Five Minute Friday | Red
There they are: the red words on my messenger that say "Hannah is busy. You may be interrupting." But we chat and laugh anyway, because for awhile, distractions cease to exist. I've come to love that about Thursday evenings. Bare feet, snuggled underneath the covers with tea and my laptop, I get to shut out the world and focus on two great loves of my life: words, and friends to share them with. But I realize that I'm busy, too. Perhaps not always in action, but the state of my heart is often hectic, and my thoughts smear together into a blur that I can rarely decipher. I hold white knuckled to all my best laid plans, and surrender isn't a word that really breaches my consciousness too often. I wonder, when was the last time I let grace interrupt me?
I remember sharing with a friend about my anxiety after a Bible study, and how he told me that perseverance means being willing to cooperate and remain under pressure. I pored over his words, wondering how that kind of submission would ever really come to fruition in my life. And I came across a verse, so common to me from my many years in the church. Perhaps its true, that when we hear something over and over, it loses its meaning. But this time, it was water to a dry and dusty heart. "Be still, and know that I am God," or as a favorite translation of mine puts it, "cease striving."
The Father's mercy, reminding His daughter, even now. And knowledge always trapped in my head begins a pilgrimage towards my heart. Certainly I'm not there yet. There are still so many nights that I climb into bed, feeling physical pain from the weight of whatever has happened during the day. Sometimes, I don't even recognize the stress at the time. But I'm promised that He is greater than anything I face.
I believe, but help my unbelief. Has there ever been a more honest prayer? There are parts of myself that I don’t really want to hand over, but they only drown with me when I take my eyes away from the one who came to redefine this life. I still do not really understand what it means to truly be, and let that be enough. Surely, I must have to live up to some obscene level of expectation. And every other graceless standard leaves me entirely alone and full of self loathing.

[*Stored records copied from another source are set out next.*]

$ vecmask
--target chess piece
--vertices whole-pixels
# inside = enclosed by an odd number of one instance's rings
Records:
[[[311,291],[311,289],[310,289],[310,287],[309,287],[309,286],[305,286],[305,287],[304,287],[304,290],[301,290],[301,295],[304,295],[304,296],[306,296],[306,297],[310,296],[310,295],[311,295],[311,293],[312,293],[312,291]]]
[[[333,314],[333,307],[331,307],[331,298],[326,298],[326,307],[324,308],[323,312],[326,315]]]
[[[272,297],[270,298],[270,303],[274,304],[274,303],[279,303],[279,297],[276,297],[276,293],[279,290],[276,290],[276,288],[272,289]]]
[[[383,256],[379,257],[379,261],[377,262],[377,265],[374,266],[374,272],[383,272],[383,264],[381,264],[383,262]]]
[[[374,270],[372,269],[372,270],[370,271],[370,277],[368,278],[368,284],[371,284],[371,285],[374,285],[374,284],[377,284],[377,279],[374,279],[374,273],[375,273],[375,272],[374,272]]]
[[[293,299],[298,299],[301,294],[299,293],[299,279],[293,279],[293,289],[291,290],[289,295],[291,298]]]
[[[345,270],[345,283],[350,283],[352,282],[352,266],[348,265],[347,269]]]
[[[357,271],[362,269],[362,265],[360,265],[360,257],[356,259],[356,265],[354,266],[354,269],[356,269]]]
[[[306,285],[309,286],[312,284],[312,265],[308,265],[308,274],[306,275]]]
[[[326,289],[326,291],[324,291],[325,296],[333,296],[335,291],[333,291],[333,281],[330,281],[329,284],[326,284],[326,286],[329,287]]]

I’ve written a lot in the past year or so on freedom and the cessation of striving. Can I really be sustained on what I do not know? What love the Father must have, to allow me to trade my brokenness for daily bread, to lay myself aside and see each moment for what it truly is - an opportunity to react fully and well to the truth of who he is every day. That is grace that arrests the heart. He is still the God who makes a way where there is none. He is not asleep at the wheel. The refuge of his presence is never hidden from me.